En 2019, les révélations de crimes sexuels et de pédopornographie concernant la star du R&B R. Kelly ont amené plusieurs médias à s’interroger sur un changement de comportement et de mentalités dans l’industrie musicale. Mais, même si le chanteur a été condamné à plus de 30 ans de prison, peu de changements ont été observés depuis dans ce milieu où le mode de vie « sexe, drogue et alcool » reste monnaie courante. L’affaire P. Diddy va-t-elle changer la donne ? Franceinfo a interviewé Caroline Heldman, professeur d’études de genre à l’Université californienne Occidental College et co-fondatrice de la Sound Off Coalition, qui lutte contre les violences sexuelles dans l’industrie musicale.
Franceinfo : Quelles sont les accusations portées contre P. Diddy ?
Caroline Heldman : P. Diddy a fait l’objet de nombreuses poursuites civiles de la part de survivants pour harcèlement sexuel, pornographie non consensuelle, trafic sexuel et viol, poursuites qu’il réglera probablement à l’amiable. Il fait également face à de graves accusations criminelles fédérales pour trafic sexuel, racket et transport à des fins de prostitution.

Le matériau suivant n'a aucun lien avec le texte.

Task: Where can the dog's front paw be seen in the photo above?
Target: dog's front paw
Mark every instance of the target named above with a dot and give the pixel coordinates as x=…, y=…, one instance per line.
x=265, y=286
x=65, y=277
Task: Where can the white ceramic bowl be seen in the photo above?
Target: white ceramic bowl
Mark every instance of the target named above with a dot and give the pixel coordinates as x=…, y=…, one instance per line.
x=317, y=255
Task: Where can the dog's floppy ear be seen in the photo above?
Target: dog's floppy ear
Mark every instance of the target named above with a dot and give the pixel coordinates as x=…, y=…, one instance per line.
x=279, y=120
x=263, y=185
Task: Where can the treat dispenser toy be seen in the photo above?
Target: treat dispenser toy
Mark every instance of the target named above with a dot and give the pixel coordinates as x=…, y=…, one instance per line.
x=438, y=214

Il s’est vu refuser la libération sous caution et risque une peine d’emprisonnement à perpétuité s’il est reconnu coupable.
Les premières accusations contre le rappeur remontent au début des années 1990. Pourquoi l’affaire n’est-elle révélée que maintenant ?
La grande majorité des victimes de viol (63%), (selon une étude (en PDF) du National Sexual Violence Resource Center des États-Unis) ne signalent jamais ce crime odieux, et pour ceux qui le font, il leur faut souvent des décennies avant de se manifester. Les survivants craignent des représailles et d’être stigmatisés. Dans le cas de P. Diddy, son empire a facilité à la fois ces abus et le silence de ces survivants.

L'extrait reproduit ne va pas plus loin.